I grew up in a General Motors factory town. It was not unlike factory towns – and factory districts in big cities – across America. The landscape was dominated by giant buildings, buildings in which things were made, in which muscle power turned into finished products. Loud buildings full of heavy things.
America rose to its position of world power from about 1880 to 1920. This rise was based upon our amazing industrial might. Based upon those factories. While it was the British who gave us the industrial revolution, and the Germans took it ahead another step, especially in steel and chemicals, it was America where it was most astonishing. From the steel mills of Bethlehem and Pittsburgh to the expansive industrial districts of Chicago, from the motor city to the packinghouses of Cincinnati, the American heartland was also the world’s industry nexus. And major coastal centers like New York, Philadelphia, and Los Angeles were much more important as manufacturing centers than most people realize.
It was this industrial might, and our ingenuity and organizational skills, which played such a key role in winning two world wars. As has been said, if it weren’t for General Motors and their ilk, today we’d all be speaking German.

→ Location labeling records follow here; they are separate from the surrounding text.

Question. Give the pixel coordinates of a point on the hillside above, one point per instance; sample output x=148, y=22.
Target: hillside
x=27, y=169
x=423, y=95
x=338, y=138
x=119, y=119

In my hometown with its population of 60,000, about 27,000 worked at General Motors. Three shifts a day. At 3PM each day the giant factory “whistle” – more of a horn – went off to alert thousands of Moms that Dad was on the way home. You could hear it for miles.
Today, as I discussed in a recent post, that industrial age is over. We move on to the next evolution of our economy. But it would be a shame to forget the majesty, power, and historic significance of the industrial age. I have toured hundreds of local history museums, and often they spend more time explaining wooly mammoths and Native Americans than our industrial heritage, even in the most significant manufacturing centers.
Across America, some civic leaders are hell-bent on demolishing these great structures in their faded glory. The Brits and Europeans do a better job of preserving the best examples of their industrial heritage, although the textile mill complex at Lowell, Massachusetts, a national historic park, is world class. And in some of our cities, old industrial and warehouse buildings are becoming loft apartments – check out the west side of Chicago’s downtown Loop.
There are relatively few books which illustrate the glory and power of the buildings and structures of the American industrial age. The best one, by far, is Industry, Architecture, and Engineering: American Ingenuity 1750-1950 by Louis Bergeron and Maria Teresa Maiullari-Pontois (2000, Harry Abrams). It is telling that this was originally a French book – celebrating the USA – and was only later translated into English. Its hundreds of beautiful black and white photographs – appropriate for the gritty industrial subjects – tell the full story of American industry, from the iron age to the jet age. From blast furnaces to bridges, textile mills to warehouses, it’s all here. I cannot think of another single volume which will give you a better feel for what the industrial age was really like, in all its power and glory. Now that this book has a few years on it, it is not readily available in bookstores, but you can find bargains on clean new and used copies.